As I said, I don't know why I've posted this. I don't know what I expect people to reply about or if I expect people to actually read this monologue. But it's been therapeutic to write this all out. Thank you. Not sure who I'm thanking. Just the world in general really for changing me.

This is the first time I have ever been honest with my emotions like this. There’s no way I could ever say any of this in real life. I’ve even hidden my real IP address to stop this being traced back to me. I’m still scared of the truth I guess.


What is really important to remember is that people change.

If everyone stayed the exact same person that we were when we were 14-16 years old then we would be in a real mess!

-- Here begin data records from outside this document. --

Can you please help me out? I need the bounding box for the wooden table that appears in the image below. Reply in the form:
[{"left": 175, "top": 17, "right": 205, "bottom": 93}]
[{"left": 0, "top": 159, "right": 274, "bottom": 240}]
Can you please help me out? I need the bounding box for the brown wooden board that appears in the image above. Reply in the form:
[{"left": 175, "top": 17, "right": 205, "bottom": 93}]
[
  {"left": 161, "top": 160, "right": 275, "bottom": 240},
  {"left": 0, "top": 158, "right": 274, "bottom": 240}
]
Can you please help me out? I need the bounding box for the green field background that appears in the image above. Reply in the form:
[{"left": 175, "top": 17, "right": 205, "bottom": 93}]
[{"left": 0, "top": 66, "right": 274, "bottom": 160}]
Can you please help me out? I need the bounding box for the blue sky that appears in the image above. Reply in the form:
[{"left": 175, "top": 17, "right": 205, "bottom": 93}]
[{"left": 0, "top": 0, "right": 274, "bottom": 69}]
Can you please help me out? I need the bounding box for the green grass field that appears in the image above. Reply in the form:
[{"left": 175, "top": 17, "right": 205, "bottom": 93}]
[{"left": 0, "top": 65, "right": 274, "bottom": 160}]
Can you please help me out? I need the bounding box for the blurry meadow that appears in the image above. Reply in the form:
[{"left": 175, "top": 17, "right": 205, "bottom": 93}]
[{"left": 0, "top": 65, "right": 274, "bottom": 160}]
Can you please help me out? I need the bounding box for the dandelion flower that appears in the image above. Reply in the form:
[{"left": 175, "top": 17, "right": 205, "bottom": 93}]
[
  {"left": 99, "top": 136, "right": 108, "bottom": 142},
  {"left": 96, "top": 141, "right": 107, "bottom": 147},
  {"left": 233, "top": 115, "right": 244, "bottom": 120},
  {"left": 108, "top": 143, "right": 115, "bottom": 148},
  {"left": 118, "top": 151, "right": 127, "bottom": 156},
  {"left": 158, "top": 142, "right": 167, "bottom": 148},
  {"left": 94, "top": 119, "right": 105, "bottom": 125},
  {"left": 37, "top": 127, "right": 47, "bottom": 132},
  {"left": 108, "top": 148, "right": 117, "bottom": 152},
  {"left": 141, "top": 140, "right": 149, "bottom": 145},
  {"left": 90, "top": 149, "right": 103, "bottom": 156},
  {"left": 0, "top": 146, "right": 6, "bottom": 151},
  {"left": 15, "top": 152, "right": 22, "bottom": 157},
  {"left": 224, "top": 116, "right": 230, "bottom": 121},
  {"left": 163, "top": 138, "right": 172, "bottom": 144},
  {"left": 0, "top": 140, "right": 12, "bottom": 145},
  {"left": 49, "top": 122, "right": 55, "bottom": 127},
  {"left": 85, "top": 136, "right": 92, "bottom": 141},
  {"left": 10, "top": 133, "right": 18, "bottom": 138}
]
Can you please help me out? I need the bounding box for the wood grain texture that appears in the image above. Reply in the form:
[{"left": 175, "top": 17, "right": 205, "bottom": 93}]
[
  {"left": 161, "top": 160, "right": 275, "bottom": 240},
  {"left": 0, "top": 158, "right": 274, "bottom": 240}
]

If you want a facebook- get one. If anyone gives you hassle over it just say you were missing out on study group info. It's not a big deal.

As for outside of school, if you have friends that share your tastes or interests you could go to the cinema, or to a local park, or have pizza and movie night at somebody's house. It doesn't need to be an 'event', just spending time with people in another setting.

You'll get there so long as you allow yourself the space to change and that you don't have to hold yourself to the standards of somebody who no longer exists. (Goodbye old you!)